Understanding the Agent’s Intelligence

How the Agent “Thinks”

When you ask a question, the agent goes through a reasoning loop. Here’s a real example: User: “Find the oil manual on my drive and tell me the vision statement” Agent’s Internal Reasoning (this is what the LLM decides):
// Step 1: Analyze what's needed
{
  "thought": "User wants oil manual.
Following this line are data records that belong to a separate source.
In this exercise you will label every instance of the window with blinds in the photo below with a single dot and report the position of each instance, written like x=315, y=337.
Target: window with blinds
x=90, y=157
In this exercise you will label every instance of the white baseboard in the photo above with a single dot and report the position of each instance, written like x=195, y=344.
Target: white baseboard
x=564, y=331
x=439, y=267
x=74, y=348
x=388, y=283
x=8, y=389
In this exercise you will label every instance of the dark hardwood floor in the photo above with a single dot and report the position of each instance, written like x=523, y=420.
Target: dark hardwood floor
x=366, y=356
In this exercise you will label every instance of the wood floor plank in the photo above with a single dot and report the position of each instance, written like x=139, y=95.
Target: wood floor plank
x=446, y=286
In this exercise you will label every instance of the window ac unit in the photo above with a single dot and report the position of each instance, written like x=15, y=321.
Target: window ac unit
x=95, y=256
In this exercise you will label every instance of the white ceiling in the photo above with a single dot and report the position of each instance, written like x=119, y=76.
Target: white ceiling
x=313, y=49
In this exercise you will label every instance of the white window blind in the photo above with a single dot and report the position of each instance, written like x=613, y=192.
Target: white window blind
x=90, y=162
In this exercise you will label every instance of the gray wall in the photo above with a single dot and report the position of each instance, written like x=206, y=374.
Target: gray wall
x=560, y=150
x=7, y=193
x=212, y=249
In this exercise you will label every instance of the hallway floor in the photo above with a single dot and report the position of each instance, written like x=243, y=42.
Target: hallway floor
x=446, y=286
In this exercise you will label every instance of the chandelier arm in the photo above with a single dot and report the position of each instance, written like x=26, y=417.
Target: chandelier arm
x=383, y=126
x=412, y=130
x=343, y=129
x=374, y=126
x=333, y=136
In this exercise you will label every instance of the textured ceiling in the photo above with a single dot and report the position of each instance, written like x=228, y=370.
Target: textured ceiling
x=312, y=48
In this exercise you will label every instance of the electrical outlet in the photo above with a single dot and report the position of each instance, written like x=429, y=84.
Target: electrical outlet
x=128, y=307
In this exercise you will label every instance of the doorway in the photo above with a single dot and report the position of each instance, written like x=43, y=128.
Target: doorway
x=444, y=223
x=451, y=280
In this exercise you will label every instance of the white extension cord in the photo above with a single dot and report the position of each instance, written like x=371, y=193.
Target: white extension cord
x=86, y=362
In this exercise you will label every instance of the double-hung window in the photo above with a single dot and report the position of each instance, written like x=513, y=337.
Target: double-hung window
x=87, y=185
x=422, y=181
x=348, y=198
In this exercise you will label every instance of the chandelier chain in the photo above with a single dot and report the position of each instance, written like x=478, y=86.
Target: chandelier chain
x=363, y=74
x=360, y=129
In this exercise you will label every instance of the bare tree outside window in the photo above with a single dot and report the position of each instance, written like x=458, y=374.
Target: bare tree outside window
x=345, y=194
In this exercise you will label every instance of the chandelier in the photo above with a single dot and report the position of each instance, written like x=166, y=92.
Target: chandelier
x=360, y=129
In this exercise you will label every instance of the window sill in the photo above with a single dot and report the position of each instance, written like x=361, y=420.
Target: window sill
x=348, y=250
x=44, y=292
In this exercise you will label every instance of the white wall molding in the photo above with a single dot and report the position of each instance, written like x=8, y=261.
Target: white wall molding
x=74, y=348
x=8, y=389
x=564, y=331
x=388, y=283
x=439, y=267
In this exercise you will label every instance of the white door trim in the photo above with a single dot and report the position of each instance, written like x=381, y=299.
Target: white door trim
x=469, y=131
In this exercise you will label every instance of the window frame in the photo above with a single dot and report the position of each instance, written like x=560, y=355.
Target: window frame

Need to find it first.",
  "goal": "Locate oil manual on drive",
  "tool": "search_file",
  "tool_args": {"file_pattern": "oil manual"}
}

// Result: Found "Oil-Gas-Regulatory-Manual.pdf"

// Step 2: Index it
{
  "thought": "Found the file. Need to index before querying.",
  "goal": "Index the oil manual",
  "tool": "index_document",
  "tool_args": {"file_path": "C:/Users/user/Documents/Oil-Gas-Regulatory-Manual.pdf"}
}

// Result: Successfully indexed, 150 chunks created

// Step 3: Search for vision
{
  "thought": "Document indexed. Now search for vision statement.",
  "goal": "Find vision statement in oil manual",
  "tool": "query_specific_file",
  "tool_args": {
    "file_path": "C:/Users/user/Documents/Oil-Gas-Regulatory-Manual.pdf",
    "query": "vision statement"
  }
}

// Result: Retrieved 5 chunks, top score: 0.92
// Chunk: "The vision is to be recognized as..."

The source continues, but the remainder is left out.